O declínio moral da humanindade

Foto: Amanda Perobelli/Reuters

Por Gaudêncio Torquato

Jornalista, professor titular da USP, consultor político e de comunicação.

 

A decadência moral da Humanidade está em curso e se espalha como metástase nos corpos das Nações, embrulhada – pasmem – no celofane de avanços e progressos. Os valores do espírito – a ética, a moral, o respeito aos mais velhos, a proteção às crianças, a verdade, a disciplina, o zelo, a ordem, a solidariedade – são enxotados da paisagem dos costumes para ceder lugar a outros valores, esses cunhados no metal que compra coisas materiais.

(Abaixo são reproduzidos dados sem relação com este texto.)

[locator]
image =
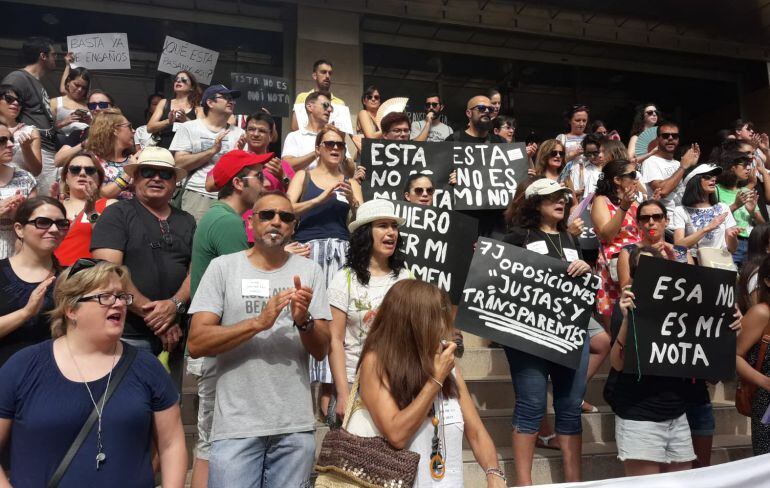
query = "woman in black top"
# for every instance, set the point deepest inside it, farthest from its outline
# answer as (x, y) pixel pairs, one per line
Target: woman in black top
(26, 293)
(540, 225)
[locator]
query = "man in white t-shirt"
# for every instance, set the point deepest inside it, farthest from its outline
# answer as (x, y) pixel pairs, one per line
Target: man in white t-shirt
(663, 173)
(198, 145)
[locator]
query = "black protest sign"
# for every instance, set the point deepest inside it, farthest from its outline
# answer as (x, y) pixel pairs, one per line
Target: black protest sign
(680, 326)
(527, 301)
(389, 163)
(430, 257)
(262, 91)
(488, 174)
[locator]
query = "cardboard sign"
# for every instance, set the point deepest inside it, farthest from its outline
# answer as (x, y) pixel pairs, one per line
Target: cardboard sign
(682, 319)
(262, 91)
(488, 174)
(388, 165)
(100, 51)
(438, 244)
(181, 55)
(527, 301)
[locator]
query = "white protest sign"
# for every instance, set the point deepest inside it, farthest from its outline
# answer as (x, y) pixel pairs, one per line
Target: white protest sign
(179, 55)
(100, 51)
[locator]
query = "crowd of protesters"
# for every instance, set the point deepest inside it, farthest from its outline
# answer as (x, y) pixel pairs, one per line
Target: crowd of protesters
(119, 246)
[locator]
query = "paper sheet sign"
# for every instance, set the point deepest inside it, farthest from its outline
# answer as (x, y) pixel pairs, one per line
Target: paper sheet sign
(181, 55)
(100, 51)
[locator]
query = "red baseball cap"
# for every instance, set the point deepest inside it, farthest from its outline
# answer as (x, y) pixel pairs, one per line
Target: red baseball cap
(232, 162)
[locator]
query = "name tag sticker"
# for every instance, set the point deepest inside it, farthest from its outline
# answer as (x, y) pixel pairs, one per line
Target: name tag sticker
(255, 288)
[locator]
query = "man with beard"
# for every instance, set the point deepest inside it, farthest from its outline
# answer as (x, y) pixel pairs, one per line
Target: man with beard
(260, 312)
(663, 174)
(479, 112)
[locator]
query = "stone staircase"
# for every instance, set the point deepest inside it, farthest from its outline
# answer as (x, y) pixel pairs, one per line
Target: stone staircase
(485, 371)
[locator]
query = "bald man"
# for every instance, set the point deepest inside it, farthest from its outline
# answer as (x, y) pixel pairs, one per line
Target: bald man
(479, 112)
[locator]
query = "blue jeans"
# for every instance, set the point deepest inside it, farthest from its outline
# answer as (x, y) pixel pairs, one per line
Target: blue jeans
(530, 383)
(276, 461)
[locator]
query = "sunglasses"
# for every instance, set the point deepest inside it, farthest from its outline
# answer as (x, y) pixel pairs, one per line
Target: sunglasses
(331, 145)
(149, 173)
(75, 170)
(9, 99)
(99, 105)
(650, 217)
(268, 215)
(43, 223)
(428, 191)
(485, 109)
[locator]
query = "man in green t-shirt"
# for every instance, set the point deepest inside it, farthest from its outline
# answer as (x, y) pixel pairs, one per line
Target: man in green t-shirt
(238, 179)
(742, 200)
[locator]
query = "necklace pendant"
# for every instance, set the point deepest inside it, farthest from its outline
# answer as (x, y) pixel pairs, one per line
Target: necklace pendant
(437, 467)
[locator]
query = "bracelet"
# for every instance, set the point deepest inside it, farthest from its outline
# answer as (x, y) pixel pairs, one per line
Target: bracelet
(497, 472)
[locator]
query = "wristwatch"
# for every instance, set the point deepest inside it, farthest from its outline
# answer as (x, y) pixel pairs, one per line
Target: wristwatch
(180, 307)
(307, 326)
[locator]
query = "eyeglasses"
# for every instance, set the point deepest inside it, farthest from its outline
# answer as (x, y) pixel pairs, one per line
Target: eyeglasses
(332, 145)
(485, 109)
(428, 191)
(46, 223)
(149, 173)
(643, 219)
(108, 299)
(9, 99)
(268, 215)
(75, 170)
(99, 105)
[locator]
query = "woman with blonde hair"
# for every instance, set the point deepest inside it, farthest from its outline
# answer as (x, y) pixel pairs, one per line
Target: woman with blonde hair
(412, 394)
(111, 139)
(120, 395)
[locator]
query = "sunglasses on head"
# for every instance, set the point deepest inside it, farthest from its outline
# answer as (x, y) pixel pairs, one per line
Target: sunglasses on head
(150, 172)
(331, 145)
(99, 105)
(46, 223)
(658, 217)
(268, 215)
(9, 99)
(76, 169)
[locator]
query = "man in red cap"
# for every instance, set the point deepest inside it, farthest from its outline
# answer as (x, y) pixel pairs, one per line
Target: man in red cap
(238, 178)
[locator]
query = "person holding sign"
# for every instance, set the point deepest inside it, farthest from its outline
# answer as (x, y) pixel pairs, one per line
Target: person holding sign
(374, 263)
(414, 397)
(169, 113)
(540, 225)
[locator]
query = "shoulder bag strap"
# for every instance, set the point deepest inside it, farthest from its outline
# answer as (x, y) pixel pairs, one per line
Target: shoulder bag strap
(117, 377)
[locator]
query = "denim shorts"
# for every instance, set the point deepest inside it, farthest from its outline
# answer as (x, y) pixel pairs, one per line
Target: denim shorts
(668, 441)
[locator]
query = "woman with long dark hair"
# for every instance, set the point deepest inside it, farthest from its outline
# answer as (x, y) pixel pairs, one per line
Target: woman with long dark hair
(171, 111)
(375, 262)
(411, 394)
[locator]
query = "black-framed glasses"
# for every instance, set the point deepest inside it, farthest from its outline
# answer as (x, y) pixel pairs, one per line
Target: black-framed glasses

Aqui e alhures, a ambição reina. A invasão bárbara da modernidade, puxada pela locomotiva da globalização, chega ao centro e ao fundo da sociedade mundial nivelando comportamentos e banalizando desejos.

Estamos vivenciando um choque gigantesco, global, como prega Samuel P. Huntington, entre a Civilização e a barbárie. Ameaças rondam as conquistas das Nações nos campos da religião, arte, filosofia, ciência, tecnologia, enfim, em todos os espaços do conhecimento. Floresce um relativismo moral e cultural, abrem-se as comportas da ilegalidade, expande-se o comércio de drogas e de armas, gerando uma onda global de criminalidade.

Estados fracassados, declínio de ideologias, amortecimento de partidos, debilitação da família, quebra da confiança e corrosão dos eixos da política compõem os traços da paisagem anárquica nos quadrantes da Humanidade. A lei do revólver se instala. Jovens, submetidos aos vícios e costumes dos tempos modernos – o bullying, a competição acirrada, os games de lutas e guerras, o heroísmo dos matadores, a solidão no meio da multidão – acabam arranjando os meios que eternizarão suas imagens e sonhos. A comunicação tecnológica faz sua parte, unindo o aqui e o fim do mundo. Consolida-se uma rede transnacional de feitos de horror, como esses praticados por “heróis mascarados” que invadem escolas, atiram a esmo, deixando um rastro de mortes e sangue.

Em breves linhas, este é o cenário que pode explicar, em parte, o evento bárbaro ocorrido na Escola Estadual professor Raul Brasil, em Suzano, Grande São Paulo, em que Guilherme Tadeu, de 17 anos, e Luiz Henrique, de 25, atacaram alunos e funcionários, matando oito pessoas. Fechando a cena de horror, Guilherme matou o comparsa e se matou. Imagens parecidas: em abril de 1999, dois estudantes invadiram a escola secundária Columbine, nos EUA, matando 13 pessoas e deixando 21 feridas. Em 2012, atirador mascarado matou 12 pessoas e feriu 50 em Denver, no Colorado, durante estreia do novo filme de Batman dentro em uma sala de cinema lotada.

O fato é que eventos como esses precisam ser analisados sob a perspectiva das grandes transformações por que passa o planeta. Restringir a questão à dualidade armamento/desarmamento é ter visão curta. Se os professores tivessem armas, não haveria tal matança em Suzano, garante um senador paulista. Ora, que garantia é essa? Poderia ser pior. Urge entender a realidade do jovem, com seus problemas de saúde mental, verificar meios que poderiam melhorar a proteção às escolas, envolver famílias e comunidade nos projetos educacionais, entre múltiplas ideias.

Huntington sugere pistas que podem ser seguidas, entre as quais o compartilhamento dos valores-chaves comuns das religiões – cristianismo ocidental, ortodoxia, hinduísmo, budismo, islamismo, confucionismo, taoísmo, judaísmo – com o fito de desenvolver uma civilização universal. Importa, sobretudo, evitar o fortalecimento do “paradigma do caos”, ancorado na quebra mundial da lei e da ordem.

Os avanços civilizatórios nos campos da biotecnologia, da inteligência artificial, da agricultura e das comunicações serviriam, afinal, para quê ante o descalabro que se multiplica, seja em sistemas consolidados, seja em democracias incipientes? Os choques trazidos pela contemporaneidade constituem ameaça à paz mundial e têm muito a ver com a pobreza de argumentos de políticos e governantes, para os quais armar a população é a alternativa capaz de assegurar paz e bem estar. Pode ser justamente o contrário.